Art & sensations
Les géraniums sauvages d’un joli violet pâle, le liondent d’automne jaune vif et le trèfle tardif s’épanouissent au soleil retrouvé, cependant que nos ombres redescendent vers l’ombre, s’y fondent, puis au hasard d’un virage ou d’une trouée dans les sapins réapparaissent timidement.
Hier soir je lisais un livre de Gustave Roud dans lequel l’auteur dialogue avec son reflet dans un train, comme je l’ai fait moi-même dans mon livre ferroviaire (si je l’avais lu avant je l’aurais volontiers cité), puis avec son ombre. C’était brillant, plaisant et signifiant, car écrire c’est toujours plus ou moins dialoguer pour de faux ou de vrai avec la chimère de ce qu’on fut, de ce qu’on sera, de ce qu’on rêve d’être, de faire ainsi avec toutes ces projections auxquelles l’écriture donne forme mais qui n’en restent pas moins aussi évanescentes qu’un reflet ou une ombre.

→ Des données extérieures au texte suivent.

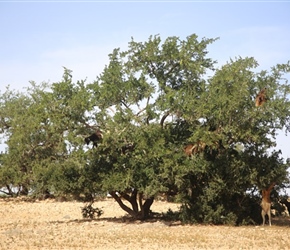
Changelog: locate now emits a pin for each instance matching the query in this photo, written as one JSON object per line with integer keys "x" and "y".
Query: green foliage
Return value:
{"x": 149, "y": 102}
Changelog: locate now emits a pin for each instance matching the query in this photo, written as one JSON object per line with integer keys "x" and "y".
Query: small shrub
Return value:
{"x": 89, "y": 212}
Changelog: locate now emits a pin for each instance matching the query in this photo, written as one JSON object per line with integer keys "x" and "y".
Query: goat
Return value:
{"x": 266, "y": 203}
{"x": 261, "y": 98}
{"x": 95, "y": 138}
{"x": 191, "y": 149}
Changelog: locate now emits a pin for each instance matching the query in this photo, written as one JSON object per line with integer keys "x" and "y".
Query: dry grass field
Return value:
{"x": 59, "y": 225}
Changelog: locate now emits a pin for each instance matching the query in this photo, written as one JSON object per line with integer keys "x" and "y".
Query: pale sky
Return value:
{"x": 38, "y": 38}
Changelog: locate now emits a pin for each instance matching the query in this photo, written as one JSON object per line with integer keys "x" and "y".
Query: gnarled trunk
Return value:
{"x": 140, "y": 207}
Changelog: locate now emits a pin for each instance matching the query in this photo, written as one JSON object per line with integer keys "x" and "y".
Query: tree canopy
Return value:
{"x": 150, "y": 102}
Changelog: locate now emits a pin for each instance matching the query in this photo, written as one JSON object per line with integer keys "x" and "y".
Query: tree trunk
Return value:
{"x": 141, "y": 214}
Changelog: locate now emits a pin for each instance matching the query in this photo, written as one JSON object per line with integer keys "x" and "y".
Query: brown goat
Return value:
{"x": 261, "y": 98}
{"x": 266, "y": 203}
{"x": 191, "y": 149}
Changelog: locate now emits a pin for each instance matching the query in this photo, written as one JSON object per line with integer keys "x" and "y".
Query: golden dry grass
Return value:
{"x": 59, "y": 225}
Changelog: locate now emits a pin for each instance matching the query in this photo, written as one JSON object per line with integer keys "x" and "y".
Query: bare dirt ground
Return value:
{"x": 59, "y": 225}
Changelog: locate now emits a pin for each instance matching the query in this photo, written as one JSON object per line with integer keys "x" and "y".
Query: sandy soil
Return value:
{"x": 59, "y": 225}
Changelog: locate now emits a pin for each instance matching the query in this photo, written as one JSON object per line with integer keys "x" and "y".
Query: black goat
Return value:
{"x": 95, "y": 138}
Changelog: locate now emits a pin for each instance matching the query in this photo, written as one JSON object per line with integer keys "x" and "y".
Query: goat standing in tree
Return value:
{"x": 266, "y": 203}
{"x": 95, "y": 138}
{"x": 261, "y": 98}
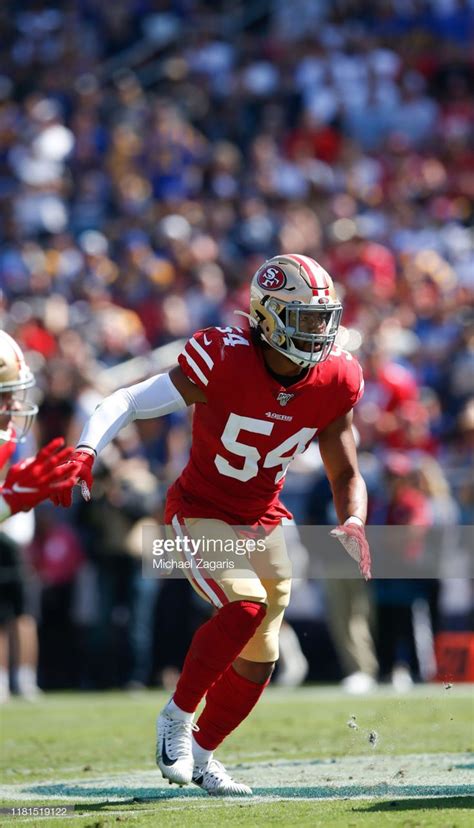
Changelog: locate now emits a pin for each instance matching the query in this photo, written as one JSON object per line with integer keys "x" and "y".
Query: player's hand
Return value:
{"x": 31, "y": 481}
{"x": 84, "y": 461}
{"x": 352, "y": 537}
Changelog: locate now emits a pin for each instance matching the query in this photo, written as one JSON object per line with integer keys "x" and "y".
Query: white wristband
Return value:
{"x": 354, "y": 519}
{"x": 5, "y": 510}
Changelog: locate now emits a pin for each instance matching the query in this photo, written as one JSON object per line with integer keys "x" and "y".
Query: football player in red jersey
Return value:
{"x": 261, "y": 396}
{"x": 33, "y": 480}
{"x": 27, "y": 483}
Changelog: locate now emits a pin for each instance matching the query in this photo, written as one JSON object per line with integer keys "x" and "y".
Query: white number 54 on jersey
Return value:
{"x": 282, "y": 455}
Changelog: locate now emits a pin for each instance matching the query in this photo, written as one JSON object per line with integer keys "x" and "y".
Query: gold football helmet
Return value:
{"x": 16, "y": 412}
{"x": 294, "y": 304}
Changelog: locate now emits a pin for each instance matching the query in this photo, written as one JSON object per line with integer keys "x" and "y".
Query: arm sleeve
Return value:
{"x": 5, "y": 511}
{"x": 154, "y": 397}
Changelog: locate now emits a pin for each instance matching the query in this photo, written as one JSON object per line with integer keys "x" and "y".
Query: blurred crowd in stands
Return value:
{"x": 152, "y": 154}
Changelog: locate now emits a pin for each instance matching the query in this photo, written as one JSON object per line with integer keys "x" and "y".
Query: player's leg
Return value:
{"x": 234, "y": 695}
{"x": 215, "y": 645}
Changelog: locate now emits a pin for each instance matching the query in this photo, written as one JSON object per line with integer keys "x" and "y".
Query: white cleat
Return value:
{"x": 174, "y": 754}
{"x": 214, "y": 779}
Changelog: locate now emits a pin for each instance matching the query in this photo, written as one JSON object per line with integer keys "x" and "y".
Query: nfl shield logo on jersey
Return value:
{"x": 284, "y": 398}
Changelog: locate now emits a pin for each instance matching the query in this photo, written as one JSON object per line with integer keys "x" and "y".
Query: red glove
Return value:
{"x": 84, "y": 462}
{"x": 352, "y": 537}
{"x": 37, "y": 478}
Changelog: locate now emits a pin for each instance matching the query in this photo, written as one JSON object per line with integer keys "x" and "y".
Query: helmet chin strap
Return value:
{"x": 253, "y": 322}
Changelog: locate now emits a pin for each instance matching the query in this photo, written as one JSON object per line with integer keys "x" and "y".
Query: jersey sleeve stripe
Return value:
{"x": 195, "y": 367}
{"x": 202, "y": 353}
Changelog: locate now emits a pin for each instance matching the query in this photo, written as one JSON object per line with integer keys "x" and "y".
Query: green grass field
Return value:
{"x": 95, "y": 754}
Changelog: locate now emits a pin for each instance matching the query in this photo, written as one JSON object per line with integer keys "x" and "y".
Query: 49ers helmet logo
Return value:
{"x": 272, "y": 278}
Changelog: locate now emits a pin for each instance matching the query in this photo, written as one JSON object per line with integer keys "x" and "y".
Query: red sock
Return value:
{"x": 228, "y": 702}
{"x": 214, "y": 646}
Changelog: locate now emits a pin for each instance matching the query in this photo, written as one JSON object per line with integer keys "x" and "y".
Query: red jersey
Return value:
{"x": 251, "y": 427}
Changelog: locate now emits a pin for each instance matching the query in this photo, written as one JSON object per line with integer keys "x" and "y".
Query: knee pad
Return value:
{"x": 278, "y": 593}
{"x": 240, "y": 619}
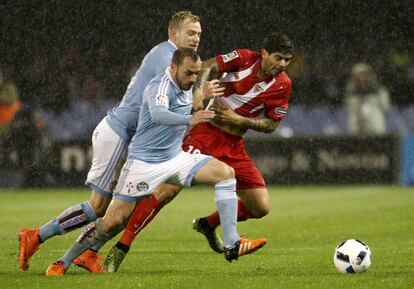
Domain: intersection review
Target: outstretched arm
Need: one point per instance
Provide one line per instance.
(205, 89)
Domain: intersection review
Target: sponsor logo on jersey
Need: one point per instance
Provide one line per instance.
(162, 100)
(280, 110)
(130, 186)
(142, 187)
(230, 56)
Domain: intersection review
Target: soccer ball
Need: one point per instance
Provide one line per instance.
(352, 256)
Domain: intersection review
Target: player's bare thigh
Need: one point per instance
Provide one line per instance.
(166, 193)
(256, 200)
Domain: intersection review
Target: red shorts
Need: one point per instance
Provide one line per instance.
(210, 140)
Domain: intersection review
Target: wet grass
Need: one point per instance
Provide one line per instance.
(305, 225)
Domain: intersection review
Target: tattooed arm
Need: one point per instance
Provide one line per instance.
(205, 89)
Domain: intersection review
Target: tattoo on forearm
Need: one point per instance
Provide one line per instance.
(263, 125)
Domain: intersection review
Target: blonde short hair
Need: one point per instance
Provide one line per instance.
(180, 17)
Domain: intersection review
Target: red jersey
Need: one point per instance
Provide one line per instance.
(246, 94)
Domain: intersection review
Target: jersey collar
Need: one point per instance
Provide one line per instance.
(176, 87)
(172, 44)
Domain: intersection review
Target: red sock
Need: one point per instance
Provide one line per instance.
(143, 213)
(242, 215)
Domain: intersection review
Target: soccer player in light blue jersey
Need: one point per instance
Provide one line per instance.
(111, 137)
(155, 157)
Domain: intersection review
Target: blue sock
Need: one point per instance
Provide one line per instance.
(226, 202)
(92, 234)
(71, 219)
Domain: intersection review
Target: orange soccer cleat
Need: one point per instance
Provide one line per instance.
(56, 269)
(29, 244)
(90, 261)
(243, 247)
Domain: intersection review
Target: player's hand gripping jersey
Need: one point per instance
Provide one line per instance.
(247, 96)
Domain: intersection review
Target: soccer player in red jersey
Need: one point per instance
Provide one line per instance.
(255, 97)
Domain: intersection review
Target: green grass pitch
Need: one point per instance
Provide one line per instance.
(305, 225)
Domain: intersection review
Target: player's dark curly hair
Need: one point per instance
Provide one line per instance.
(182, 53)
(278, 42)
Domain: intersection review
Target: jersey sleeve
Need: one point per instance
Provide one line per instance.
(235, 60)
(161, 62)
(156, 96)
(277, 106)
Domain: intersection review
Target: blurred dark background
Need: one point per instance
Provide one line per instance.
(70, 61)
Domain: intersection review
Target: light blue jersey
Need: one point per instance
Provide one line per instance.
(123, 118)
(156, 140)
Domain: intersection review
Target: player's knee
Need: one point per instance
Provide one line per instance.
(262, 210)
(110, 224)
(225, 172)
(100, 206)
(166, 194)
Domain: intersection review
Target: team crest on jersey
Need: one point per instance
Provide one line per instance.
(280, 110)
(230, 56)
(258, 88)
(162, 100)
(142, 187)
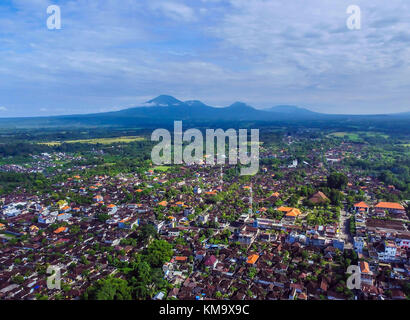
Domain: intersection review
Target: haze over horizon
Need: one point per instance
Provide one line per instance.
(110, 56)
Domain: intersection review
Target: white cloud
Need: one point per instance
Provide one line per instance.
(174, 10)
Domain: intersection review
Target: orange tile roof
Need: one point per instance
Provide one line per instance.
(252, 259)
(59, 230)
(361, 205)
(390, 205)
(180, 258)
(364, 267)
(293, 213)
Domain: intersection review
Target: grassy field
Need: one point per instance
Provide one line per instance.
(95, 141)
(162, 168)
(357, 136)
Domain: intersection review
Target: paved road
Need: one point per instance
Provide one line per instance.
(344, 227)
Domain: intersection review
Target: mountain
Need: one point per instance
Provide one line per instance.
(164, 109)
(164, 101)
(285, 109)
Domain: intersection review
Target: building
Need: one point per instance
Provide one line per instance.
(358, 243)
(391, 207)
(366, 275)
(361, 207)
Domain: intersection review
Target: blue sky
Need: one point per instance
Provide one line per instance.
(112, 54)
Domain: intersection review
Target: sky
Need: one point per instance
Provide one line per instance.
(110, 55)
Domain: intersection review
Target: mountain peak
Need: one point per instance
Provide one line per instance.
(164, 101)
(239, 104)
(194, 103)
(286, 109)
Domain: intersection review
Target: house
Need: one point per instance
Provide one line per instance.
(61, 230)
(366, 276)
(386, 251)
(211, 261)
(319, 198)
(203, 218)
(290, 213)
(128, 223)
(391, 207)
(252, 259)
(361, 207)
(358, 243)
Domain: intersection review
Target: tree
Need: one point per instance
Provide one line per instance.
(158, 252)
(337, 180)
(108, 289)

Pour autant, je n’ai pas envie aujourd’hui de me lancer dans ce genre de jeu littéraire. Je n’ai pas envie de symboles, de figures, encore moins de généralités métaphysiques ouvrant sur je ne sais quel mystère, mais seulement de sentir le chemin souple et sombre sous mes bottes, l’air froid, le souffle du torrent. À l’effort des idées et aux éclats de l’art je préfère le laisser-aller des émotions, et aux émotions elles-mêmes je préfère les sensations.
Juste après le petit pont voici que réapparaît le soleil de face qui fait luire non seulement le pelage du chien blanc aux aguets mais toutes les feuilles des ronces, comme si un peintre les avait une à une recouvertes d’argent. Monte en même temps une forte odeur d’humus, de terre et de feuilles un peu fumée, absolument exquise. Plus loin l’allée des saules est très belle aussi, où je regarde en plissant les paupières Rimski auréolé de lumière. Ici je ne réfléchis plus, je n’écris plus (je le fais au retour) : je savoure. Je suis ému.
Vivre au présent de telles sensations me plaît, bien entendu ; en garder traces dans ces pages et plus tard les relire (ou en lire d’autres comparables sous la plume d’un confrère plus habile) me plaît tout autant. Si j’en juge par les livres qui sont massivement lus et loués, ce n’est pourtant pas en priorité ce que recherchent les lecteurs. Ils veulent, semble-t-il, qu’on leur raconte des histoires, et les plus lettrés d’entre eux ont soif d’abstraction, de généralisations qui donnent sens à leurs propres expériences ainsi transcendés. L’esthète savoure l’art du poète, capable de transmuter la réalité ordinaire en œuvre d’art. Moi, je me sens bête : pareil à l’enfant de dix ans qui naguère, lisant toutes sortes de poèmes sur la montagne, s’était exclamé face à celui de Kenneth White qu’enfin il pouvait la sentir et la voir, la montagne, j’ai surtout soif de sensations.
Il ne faut pas tellement d’habileté pour prendre en notes des sensations. Il n’est pas non plus nécessaire d’avoir une grande capacité d’abstraction. C’est sans grand mérite, et peut-être sans attrait pour nombre de lecteurs (j’en ai connus que rebutait le dépouillement du haïku). Mais pour ma part, cet ancrage de l’art dans des sensations apparemment simples m’est infiniment précieux, parce qu’il me permet de relier par un fil discret le passé et le présent, conférant à l’image non une dimension symbolique ou générale mais le pouvoir, à partir d’un détail particulier de ce chemin-ci à ce moment-là, de rouvrir des sentiers oubliés.
À la réflexion (puisque je me suis laissé dériver une fois encore jusque dans ces parages), je sais pourquoi m’ont tant touché tout à l’heure ces images de l’ombre noyant nos ombres puis de la lumière faisant briller les feuilles et le pelage du chien. Ce sont des sensations d’hiver, que je n’avais pas ressenties depuis l’hiver dernier et qui m’ont ramené insidieusement à un autre moment vécu il y a cinq ou dix ans, sur un autre sentier, par un beau jour pareillement ensoleillé et froid.
Voilà le langage qui vraiment me touche, que je trouve épars dans certains films asiatiques ou russes le plus souvent, dans certains livres japonais ou suisses, dans certains textes souvent écrits à partir de dérives ou de promenades. D’aucuns ne jurent que par les histoires qui distraient ou les vers qui en imposent, moi je rêve d’une écriture baladine qui ne serait que sensations.